Am Anfang steht ein Einsatz, der eigentlich bloße Routine verspricht. Zwei Soldaten der US-Army sollen eine Raumsonde bergen, die nahe eines kleinen, abgelegenen Städtchens namens Piedmont, im Nirgendwo der Wüsten New Mexicos gelegen, abgestürzt ist. Nachdem die Sonde inmitten des Ortes, der gerade einmal ein paar Dutzend Einwohner aufweist, lokalisiert wurde, scheint dem Aufbringen nichts mehr im Weg zu stehen. Schon bald wird den Soldaten jedoch klar, dass an ihrer Mission gar nichts mehr normal ist: In den Straßen Piedmonts finden sie tote Menschen vor. Als der Funkverkehr mit der Einsatzzentrale abrupt abricht, herrscht dort mit einem Schlag höchste Alarmstufe: Offenbar hat die Sonde – so die Vermutung der verantwortlichen Militärs – etwas aus dem All mitgebracht, das eine Bedrohung darstellt. Rasch wird das für einen derartigen Notfall – der den Codenamen „Wildfire“ trägt – vorgesehene Protokoll in Gang gesetzt und ein Team hochrangiger Wissenschaftler um Dr. Jeremy Stone aktiviert. Als Stone und sein Kollege Mark Hall in Piedmont Nachschau halten, wird ihnen bald klar, dass von der Sonde, die sie in der Ordination des Dorfarztes vorfinden, eine tödliche Gefahr ausgeht: Fast alle Bewohner Piedmonts sind – wie auch die beiden Soldaten – offenbar innerhalb kurzer Zeit verstorben, ihr Blut ist geronnen und dabei unfassbarerweise zu Pulverform geworden. Die einzigen Überlebenden sind ein älterer Mann und ein Baby, Dr.Halls Frage, was „einen 69-jährigen Schnapstrinker, der auch noch ein offenes Ulcus hat, genauso reagieren lässt wie ein sechs Monate altes Baby“ bekommt im weiteren Verlauf forschungsleitenden Charakter.
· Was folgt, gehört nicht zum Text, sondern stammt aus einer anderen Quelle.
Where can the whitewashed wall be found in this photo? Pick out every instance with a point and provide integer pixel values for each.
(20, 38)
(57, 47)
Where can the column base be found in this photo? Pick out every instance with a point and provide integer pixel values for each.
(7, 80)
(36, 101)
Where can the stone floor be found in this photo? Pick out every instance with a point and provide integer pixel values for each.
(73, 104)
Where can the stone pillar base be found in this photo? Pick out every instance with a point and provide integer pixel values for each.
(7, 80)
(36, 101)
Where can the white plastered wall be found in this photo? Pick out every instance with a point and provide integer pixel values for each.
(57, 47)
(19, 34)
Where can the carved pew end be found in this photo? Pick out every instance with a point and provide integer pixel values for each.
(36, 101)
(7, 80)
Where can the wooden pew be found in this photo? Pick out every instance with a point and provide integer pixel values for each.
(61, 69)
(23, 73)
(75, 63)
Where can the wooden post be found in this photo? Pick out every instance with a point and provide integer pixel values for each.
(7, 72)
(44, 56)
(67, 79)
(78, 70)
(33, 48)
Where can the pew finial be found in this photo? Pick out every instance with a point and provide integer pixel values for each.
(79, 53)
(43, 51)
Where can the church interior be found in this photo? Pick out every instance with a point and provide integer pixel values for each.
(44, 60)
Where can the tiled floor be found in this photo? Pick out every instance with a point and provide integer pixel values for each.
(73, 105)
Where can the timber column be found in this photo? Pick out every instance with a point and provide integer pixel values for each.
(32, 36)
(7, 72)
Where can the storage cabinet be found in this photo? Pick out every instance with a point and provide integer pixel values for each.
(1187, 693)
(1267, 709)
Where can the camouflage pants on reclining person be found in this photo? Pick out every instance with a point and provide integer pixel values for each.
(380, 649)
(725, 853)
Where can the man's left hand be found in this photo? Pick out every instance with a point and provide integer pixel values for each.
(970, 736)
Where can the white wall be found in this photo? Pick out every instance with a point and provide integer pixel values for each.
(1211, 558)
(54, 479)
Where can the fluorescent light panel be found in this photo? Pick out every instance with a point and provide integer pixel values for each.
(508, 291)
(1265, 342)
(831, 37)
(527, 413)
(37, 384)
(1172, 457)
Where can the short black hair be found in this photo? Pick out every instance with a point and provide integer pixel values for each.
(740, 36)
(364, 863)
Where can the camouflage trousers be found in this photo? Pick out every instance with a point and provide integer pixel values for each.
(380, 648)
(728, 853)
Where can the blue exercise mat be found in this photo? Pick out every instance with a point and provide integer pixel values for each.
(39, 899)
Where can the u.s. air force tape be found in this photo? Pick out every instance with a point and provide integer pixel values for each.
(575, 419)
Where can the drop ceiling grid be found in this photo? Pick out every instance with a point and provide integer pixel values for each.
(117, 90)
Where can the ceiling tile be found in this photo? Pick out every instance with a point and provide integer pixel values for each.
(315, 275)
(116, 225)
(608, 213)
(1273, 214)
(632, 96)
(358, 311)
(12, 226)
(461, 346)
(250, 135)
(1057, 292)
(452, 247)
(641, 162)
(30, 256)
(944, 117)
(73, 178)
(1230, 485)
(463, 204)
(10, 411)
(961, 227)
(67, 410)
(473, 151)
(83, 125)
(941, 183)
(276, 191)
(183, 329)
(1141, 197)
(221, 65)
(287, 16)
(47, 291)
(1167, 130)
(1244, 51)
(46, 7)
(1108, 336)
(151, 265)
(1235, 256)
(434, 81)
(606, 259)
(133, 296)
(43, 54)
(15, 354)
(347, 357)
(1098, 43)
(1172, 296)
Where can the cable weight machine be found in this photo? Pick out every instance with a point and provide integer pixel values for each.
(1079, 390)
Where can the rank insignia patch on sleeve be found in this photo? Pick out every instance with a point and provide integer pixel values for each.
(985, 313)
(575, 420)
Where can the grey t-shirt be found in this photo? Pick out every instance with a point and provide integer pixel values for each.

Die Raumsonde hat offensichtlich einen Mikroorganismus eingeschleppt, der sich rasch verbreitet und Potenzial hat, zu einer Bedrohung von globalem Ausmaß zu werden. Das wissenschaftliche Team um Dr. Stone begibt sich in ein geheimes, unterirdisches Labor, wo man mittels diverser Untersuchungen und Testreihen dem todbringenden Erreger, der „Andromeda“ benannt wird, auf die Spur zu kommen versucht – doch dies gerät zu einem Wettlauf gegen die Zeit.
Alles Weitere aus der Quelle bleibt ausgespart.